One of the many reasons ASX investors love index funds is their simple nature. You can easily build a complete investment portfolio, diversified over multiple companies, industries or entire markets, using only a few ASX ETFs.
Today, let's discuss how anyone can build a complete investment portfolio using just three Vanguard ETFs.
Building a complete ASX investment portfolio with three Vanguard ETFs
Starting out, I would go with a significant allocation to the Vanguard Australian Shares ETF mentioned above. This index fund is the most popular ETF on the ASX for good reason – it provides easy exposure to the largest 300 shares listed on the Australian share market.
That's everything from Commonwealth Bank of Australia (ASX: CBA) and BHP Group Ltd (ASX: BHP) to JB Hi-Fi Ltd (ASX: JBH) and Coles Group Ltd (ASX: COL).
The ASX has long delivered solid returns for investors, including a hefty stream of franked dividend income. The Vanguard Australian Shares ETF is a cheap and cheerful way of harnessing these returns.
This single ETF represents the best Australian business has to offer, and is worth a third of our overall portfolio.
Next up, I would direct a further third of our portfolio towards the Vanguard MSCI Index International Shares ETF (ASX: VGS).
Adding some international diversification
This ETF is huge in scope. It invests in more than 1,500 individual companies hailing from more than 20 advanced economies around the world. These include Canada, the United Kingdom, and France, as well as Singapore, Japan and Sweden.
But most of this ETF's holdings are US shares. The largest US companies, including Apple, Microsoft, Alphabet, Tesla and NVIDIA, dominate this fund. These are some of the best businesses in the world and give our portfolio some much-needed international diversification.
Our portfolio's final third would be well suited to the Vanguard FTSE Emerging Markets Shares ETF (ASX: VGE), in my view.
The previous VGS ETF is great for international diversification. But it only concentrates on the advanced economies of the world. That leaves a huge gap that this VGE ETF can fill.
It also holds a massive number of individual companies – more than 5,700. These come from emerging markets like South Africa, Brazil, Saudi Arabia, Mexico, Greece, Egypt and Thailand.

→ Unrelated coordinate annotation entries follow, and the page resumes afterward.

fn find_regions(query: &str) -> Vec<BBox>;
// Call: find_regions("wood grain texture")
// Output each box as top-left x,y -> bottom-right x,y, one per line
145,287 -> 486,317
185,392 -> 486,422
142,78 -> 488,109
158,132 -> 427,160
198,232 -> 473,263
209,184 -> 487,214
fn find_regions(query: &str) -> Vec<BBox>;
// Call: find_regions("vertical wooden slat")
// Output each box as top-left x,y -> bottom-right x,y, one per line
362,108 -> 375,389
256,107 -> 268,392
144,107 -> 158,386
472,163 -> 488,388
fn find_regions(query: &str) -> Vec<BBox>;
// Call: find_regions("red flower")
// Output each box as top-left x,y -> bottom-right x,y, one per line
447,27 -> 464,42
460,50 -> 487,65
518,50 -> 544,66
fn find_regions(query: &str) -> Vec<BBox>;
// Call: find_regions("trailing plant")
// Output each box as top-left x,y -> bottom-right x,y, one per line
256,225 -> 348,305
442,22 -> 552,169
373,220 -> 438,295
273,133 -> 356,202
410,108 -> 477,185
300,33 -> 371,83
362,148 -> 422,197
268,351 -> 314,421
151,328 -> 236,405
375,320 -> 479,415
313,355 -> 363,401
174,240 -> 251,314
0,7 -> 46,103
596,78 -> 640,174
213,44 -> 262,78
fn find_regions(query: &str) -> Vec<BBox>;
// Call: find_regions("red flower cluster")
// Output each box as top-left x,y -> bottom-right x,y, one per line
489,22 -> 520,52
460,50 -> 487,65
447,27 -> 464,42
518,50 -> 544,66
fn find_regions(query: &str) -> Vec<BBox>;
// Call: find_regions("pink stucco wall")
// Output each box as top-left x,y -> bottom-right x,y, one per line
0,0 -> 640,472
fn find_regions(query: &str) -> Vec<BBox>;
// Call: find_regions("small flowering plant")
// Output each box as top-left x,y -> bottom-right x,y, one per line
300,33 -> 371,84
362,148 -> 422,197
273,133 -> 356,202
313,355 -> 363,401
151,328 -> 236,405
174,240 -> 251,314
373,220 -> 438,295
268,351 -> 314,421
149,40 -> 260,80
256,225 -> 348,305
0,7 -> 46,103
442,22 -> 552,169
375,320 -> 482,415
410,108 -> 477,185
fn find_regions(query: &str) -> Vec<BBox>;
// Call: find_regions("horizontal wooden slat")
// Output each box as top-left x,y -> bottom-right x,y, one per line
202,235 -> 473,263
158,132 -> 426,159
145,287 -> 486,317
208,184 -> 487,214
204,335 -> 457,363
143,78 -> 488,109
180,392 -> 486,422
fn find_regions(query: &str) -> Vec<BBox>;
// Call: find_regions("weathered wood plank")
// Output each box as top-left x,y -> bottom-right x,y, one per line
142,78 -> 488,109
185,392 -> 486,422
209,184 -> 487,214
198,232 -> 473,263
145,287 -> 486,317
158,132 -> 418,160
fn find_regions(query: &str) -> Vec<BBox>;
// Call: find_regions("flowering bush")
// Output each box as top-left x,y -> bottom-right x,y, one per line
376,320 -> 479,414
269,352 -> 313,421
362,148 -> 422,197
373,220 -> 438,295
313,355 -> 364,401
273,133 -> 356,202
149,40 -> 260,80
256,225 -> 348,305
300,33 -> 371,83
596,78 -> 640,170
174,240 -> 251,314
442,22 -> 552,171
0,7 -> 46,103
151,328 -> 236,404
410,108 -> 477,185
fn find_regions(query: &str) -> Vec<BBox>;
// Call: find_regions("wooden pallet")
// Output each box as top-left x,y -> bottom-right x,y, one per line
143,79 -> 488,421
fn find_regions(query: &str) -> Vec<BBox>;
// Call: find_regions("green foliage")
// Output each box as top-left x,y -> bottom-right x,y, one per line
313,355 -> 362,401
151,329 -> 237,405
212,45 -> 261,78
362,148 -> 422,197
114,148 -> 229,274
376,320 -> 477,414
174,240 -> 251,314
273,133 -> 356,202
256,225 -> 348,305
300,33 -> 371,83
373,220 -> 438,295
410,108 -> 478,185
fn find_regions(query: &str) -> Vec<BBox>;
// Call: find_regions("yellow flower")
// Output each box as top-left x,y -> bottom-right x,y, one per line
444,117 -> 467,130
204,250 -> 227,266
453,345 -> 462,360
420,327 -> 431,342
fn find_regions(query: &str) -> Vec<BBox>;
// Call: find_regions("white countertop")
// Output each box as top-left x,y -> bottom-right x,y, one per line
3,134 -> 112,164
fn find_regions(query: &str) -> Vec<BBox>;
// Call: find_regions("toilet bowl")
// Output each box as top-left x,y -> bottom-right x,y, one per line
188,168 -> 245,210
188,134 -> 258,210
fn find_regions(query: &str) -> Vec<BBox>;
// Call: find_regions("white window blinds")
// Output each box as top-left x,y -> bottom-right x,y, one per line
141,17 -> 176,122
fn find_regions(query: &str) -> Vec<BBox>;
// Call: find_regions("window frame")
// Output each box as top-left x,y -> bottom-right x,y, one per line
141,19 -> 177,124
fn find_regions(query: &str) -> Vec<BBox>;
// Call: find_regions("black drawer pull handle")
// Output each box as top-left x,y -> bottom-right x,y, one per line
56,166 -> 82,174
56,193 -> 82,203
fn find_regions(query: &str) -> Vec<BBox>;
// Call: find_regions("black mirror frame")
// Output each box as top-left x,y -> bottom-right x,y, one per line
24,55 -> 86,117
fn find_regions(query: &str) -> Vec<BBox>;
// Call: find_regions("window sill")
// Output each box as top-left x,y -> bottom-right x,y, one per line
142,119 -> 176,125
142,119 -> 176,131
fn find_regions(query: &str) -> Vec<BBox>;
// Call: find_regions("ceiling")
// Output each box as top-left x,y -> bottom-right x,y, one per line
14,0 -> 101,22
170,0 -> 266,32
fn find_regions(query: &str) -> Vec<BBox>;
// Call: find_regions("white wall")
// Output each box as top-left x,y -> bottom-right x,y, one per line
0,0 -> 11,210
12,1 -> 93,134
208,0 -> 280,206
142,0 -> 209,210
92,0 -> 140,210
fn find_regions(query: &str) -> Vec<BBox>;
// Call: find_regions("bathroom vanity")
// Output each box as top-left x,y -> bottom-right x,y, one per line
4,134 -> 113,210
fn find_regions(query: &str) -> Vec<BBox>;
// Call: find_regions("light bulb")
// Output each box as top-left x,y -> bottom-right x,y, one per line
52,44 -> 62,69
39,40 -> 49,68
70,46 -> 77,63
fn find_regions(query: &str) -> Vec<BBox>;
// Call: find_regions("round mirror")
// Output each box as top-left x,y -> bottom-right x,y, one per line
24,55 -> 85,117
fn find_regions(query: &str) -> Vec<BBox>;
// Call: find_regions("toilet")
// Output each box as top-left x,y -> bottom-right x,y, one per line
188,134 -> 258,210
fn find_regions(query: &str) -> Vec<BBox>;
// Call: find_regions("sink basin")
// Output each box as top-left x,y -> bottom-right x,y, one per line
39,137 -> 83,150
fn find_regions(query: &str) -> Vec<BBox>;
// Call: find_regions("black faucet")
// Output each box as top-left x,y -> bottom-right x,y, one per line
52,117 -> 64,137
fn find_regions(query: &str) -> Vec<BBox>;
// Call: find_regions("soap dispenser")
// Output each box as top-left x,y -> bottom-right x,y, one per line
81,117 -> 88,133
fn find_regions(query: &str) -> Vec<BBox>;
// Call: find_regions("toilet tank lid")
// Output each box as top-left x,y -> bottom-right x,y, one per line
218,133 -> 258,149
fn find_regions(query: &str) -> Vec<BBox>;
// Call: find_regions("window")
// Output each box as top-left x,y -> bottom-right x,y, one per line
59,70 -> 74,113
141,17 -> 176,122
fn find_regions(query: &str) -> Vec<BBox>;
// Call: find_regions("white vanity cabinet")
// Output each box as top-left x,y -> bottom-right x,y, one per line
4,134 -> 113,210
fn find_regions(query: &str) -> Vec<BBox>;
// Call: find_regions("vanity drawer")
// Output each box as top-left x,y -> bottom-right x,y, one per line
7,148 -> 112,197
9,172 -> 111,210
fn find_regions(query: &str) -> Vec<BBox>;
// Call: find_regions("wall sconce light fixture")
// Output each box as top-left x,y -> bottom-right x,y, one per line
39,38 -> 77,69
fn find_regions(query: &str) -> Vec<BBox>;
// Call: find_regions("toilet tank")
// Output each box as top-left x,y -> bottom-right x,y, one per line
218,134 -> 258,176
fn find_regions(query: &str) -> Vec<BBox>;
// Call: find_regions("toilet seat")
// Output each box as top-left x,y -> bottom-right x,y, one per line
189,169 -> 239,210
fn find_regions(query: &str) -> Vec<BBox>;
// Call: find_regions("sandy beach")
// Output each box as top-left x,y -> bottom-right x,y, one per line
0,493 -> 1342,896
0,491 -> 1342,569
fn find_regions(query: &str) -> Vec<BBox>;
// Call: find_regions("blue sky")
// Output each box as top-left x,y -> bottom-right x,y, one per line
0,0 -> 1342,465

Its largest allocations are to countries like China, India and Taiwan though, with names like Taiwan Semiconductor Manufacturing Company, Tencent, Alibaba and Petroleo Brasileiro coming in as the largest holdings.
Many of these markets and companies represent some of the highest growth potential in the world, making this ETF a great place to park our portfolio's final third. They also give our portfolio plenty of healthy currency and geographic diversification.
Foolish takeaway
I think this mix of three Vanguard ETFs makes for a complete, well-rounded and highly diversified ASX portfolio that is easy to look after, and appropriate for any investor today.